В предупреждении CISA отмечается: «MS-ISAC регулярно получает оповещения об инцидентах с вымогателем Phobos, затрагивающих органы власти штатов, муниципалитетов, общин и территорий». При этом точное количество атак неизвестно.

В 2023 году эксперты приписали Phobos 67 инцидентов только за май. Большинство жертв находились в США и Бразилии.

Хотя CISA и другие федеральные агентства против выплаты выкупа, так как это не гарантирует восстановления данных и сервисов, Phobos удалось выманить у жертв несколько миллионов долларов с помощью вымогательских уловок.

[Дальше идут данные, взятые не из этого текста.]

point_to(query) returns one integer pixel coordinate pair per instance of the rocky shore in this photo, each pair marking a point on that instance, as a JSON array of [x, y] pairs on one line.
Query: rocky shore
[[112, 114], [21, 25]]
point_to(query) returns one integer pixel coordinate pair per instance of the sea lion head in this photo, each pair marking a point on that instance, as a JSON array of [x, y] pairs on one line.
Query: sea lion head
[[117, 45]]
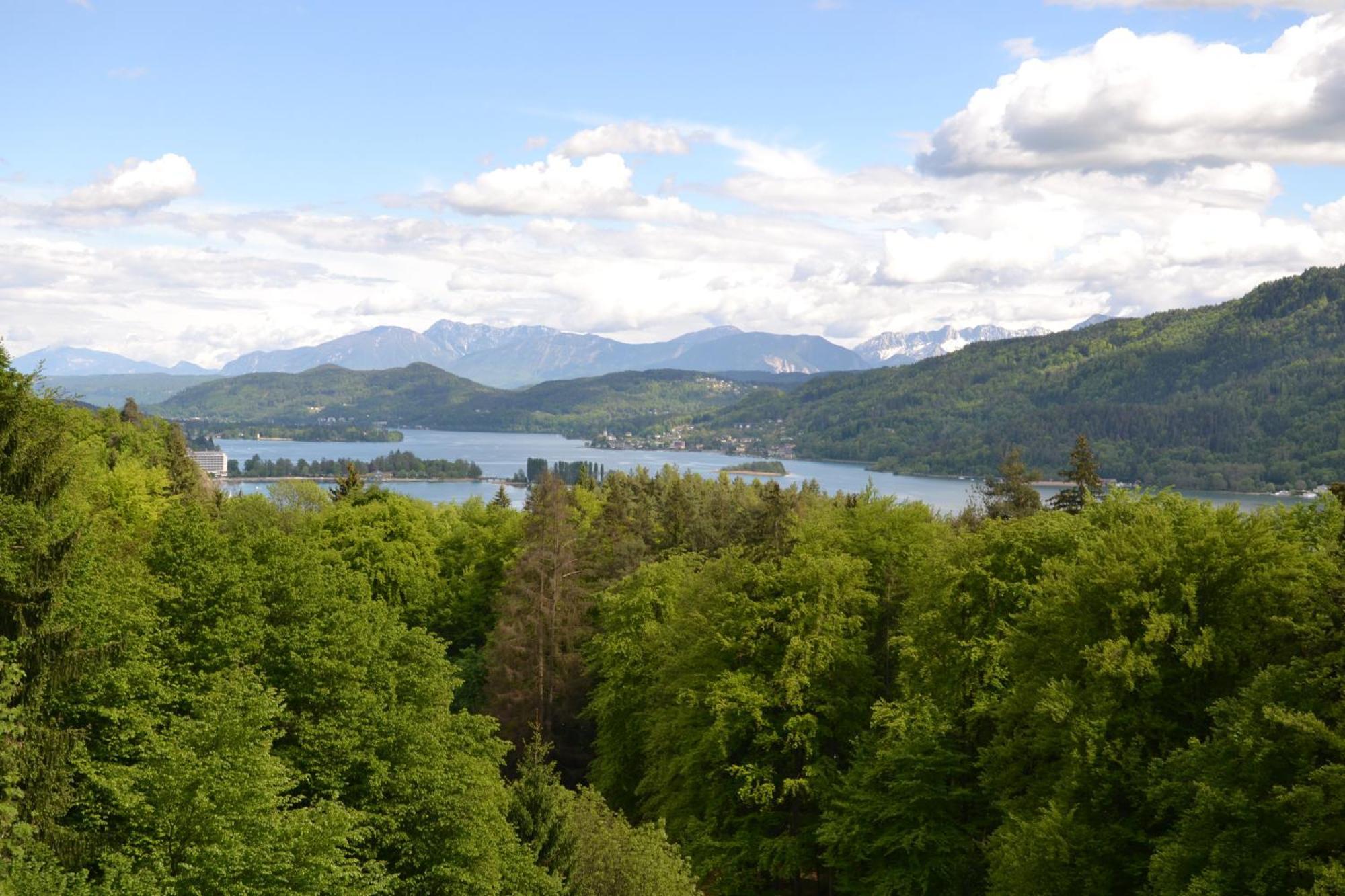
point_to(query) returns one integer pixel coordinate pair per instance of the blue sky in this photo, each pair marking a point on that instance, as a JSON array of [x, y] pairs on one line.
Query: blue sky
[[298, 122]]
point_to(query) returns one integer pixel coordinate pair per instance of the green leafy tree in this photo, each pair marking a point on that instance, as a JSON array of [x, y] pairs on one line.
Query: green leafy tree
[[614, 857]]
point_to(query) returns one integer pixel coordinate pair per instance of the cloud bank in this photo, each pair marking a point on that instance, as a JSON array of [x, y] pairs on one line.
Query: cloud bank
[[1133, 175]]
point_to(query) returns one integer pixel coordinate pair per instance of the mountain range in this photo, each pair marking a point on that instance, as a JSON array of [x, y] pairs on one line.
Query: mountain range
[[892, 349], [65, 361], [423, 395], [1246, 396], [514, 357]]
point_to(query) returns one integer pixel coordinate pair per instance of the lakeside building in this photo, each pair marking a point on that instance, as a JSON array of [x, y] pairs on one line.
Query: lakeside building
[[213, 462]]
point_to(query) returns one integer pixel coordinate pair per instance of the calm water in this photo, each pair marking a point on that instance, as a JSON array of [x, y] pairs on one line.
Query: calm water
[[502, 454]]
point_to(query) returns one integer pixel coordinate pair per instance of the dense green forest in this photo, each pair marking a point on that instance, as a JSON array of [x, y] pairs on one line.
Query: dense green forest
[[657, 684], [1243, 396], [771, 467], [426, 396], [396, 463]]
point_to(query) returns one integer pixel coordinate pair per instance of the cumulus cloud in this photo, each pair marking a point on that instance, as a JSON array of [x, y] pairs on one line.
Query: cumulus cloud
[[1022, 48], [135, 186], [598, 186], [1135, 101], [1044, 222], [626, 138]]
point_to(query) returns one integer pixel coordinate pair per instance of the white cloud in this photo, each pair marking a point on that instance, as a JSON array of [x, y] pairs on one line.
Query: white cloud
[[1133, 101], [599, 186], [626, 138], [135, 186], [1044, 224], [1023, 48]]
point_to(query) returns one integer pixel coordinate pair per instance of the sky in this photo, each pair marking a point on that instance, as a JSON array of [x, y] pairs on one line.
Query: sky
[[189, 182]]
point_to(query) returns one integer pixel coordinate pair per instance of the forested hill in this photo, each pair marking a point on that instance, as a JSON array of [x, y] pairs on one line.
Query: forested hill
[[652, 685], [426, 396], [1243, 395]]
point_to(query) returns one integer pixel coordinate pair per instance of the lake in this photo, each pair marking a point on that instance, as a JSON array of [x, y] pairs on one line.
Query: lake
[[502, 454]]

По данным отчета Минздрава США за 2021 год, средний размер выкупа составляет около $38 100.

Вымогатель Phobos использует два основных способа проникновения в системы. Первый — фишинг, кража учетных данных путем обмана пользователей.

Второй — прямой удаленный доступ через протокол RDP (Remote Desktop Protocol) Microsoft для дистанционного управления ПК.

Роуз отмечает, что фишинговые кампании — самый распространенный и эффективный метод кибератак, не из-за простоты реализации, а из-за человеческого фактора. «Фишинг — социальная инженерия, играющая на слабостях людей. Мы любопытны, нас легко обмануть. Вот почему иллюзионисты до сих пор ловко дурачат публику», — говорит он.

По его словам, фишинговые письма становятся все более правдоподобными благодаря генеративному ИИ. «ИИ может создать очень убедительное фишинговое письмо. Вряд хакеры откажутся от фишинга — он слишком эффективен. А теперь появились инструменты, делающие этот метод еще опаснее».

Вместе с тем Роуз считает, что генеративный ИИ может быть полезен и для защиты: «ИИ сможет заметить признаки угроз, недоступные человеку, и предотвращать атаки».

После проникновения в систему Phobos внедряет свой код в важные системные компоненты, такие как папка автозагрузки Windows, создает новые ключи реестра. Затем он находит и шифрует локальные файлы пользователей, общие сетевые диски и другие данные. После этого жертв принуждают заплатить выкуп за расшифровку.

Поскольку дешифровщиков Phobos не существует, кроме тех, что контролируются самими создателями вымогателя, CISA рекомендует организациям принять стандартные меры кибербезопасности. В том числе обезопасить протокол удаленного доступа RDP, использовать надежные сложные пароли, блокировать учетные записи после нескольких неудачных попыток входа, применять многофакторную аутентификацию, пользоваться VPN и регулярно обновлять ПО.